Repetition in Literature: 3 Important Rhetorical Devices


These three important rhetorical devices help deepen the annotation process. All three presented are forms of repetition. When you annotate you want to build a relationship with the text and read for understanding, to make connections, and to reveal independent thinking and communicate your observations about text.

A question I often get from students is,

“How do I know what to annotate in a passage?”

This is a great questions.

The answer goes back to your knowledge of literary devices.  The quality of your annotations for the sake of literary analysis is only as strong as your understanding of literary devices and rhetorical devices before you read.

This post is meant to strengthen you annotations skills by equipping you with three more rhetorical devices you will look for in future texts.  The best way to develop the skill of annotation and ultimately literary analysis is practice.

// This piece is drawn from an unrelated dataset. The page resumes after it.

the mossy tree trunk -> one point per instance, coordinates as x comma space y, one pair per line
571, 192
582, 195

Annotate every piece of text you can!

3 Rhetorical Devices for Identifying Repetition.

  • Anaphota
  • Epistrophe
  • Tricolon

While the first two, anaphora and epistrophe address the repetition of words or phrases, tricolon presents a repetition of structure.

Investigate each of theses repetitive patterns below.


Anaphora is the repetition of a word or phrase at the beginning of the sentence.


  • Every day, every night, in every way, I am getting better and better.”
  • My life is my purpose. My life is my goal. My life is my inspiration.”
  • “Buying diapers for the baby, feeding the baby, playing with the baby: This is what your life is when you have a baby.”
  • “I want my money right now, right here, all right?”
  • “The wrong person was selected for the wrong job, at the wrong time, for the wrong purpose.”
  • “Their property was sold, their homestead was sold, and their everything was sold for want.”
  • Who is to blame, who is to look to, who is to turn to, in a tough situation like this.”
  • “In adversity, his close friends left him, his close colleagues left him, and his best close relatives left him.”
  • Everything looked dark and bleak, everything looked gloomy, and everything was under a blanket of mist.”
  • All the people were moving in the same direction; all the people were thinking about the same thing; and all the people were discussing the same topic.”
  • “After a long term of studies, the students wanted to go home, they wanted to play, and they wanted to meet their parents and friends.”
  • The players were much exited for the tour; the players wished to do a lot of shopping; the players planned to go sightseeing.”
  • The young writer was given the award for his best seller. The young writer was exited to get the reward, and he decided to celebrate the occasion in a fitting manner.”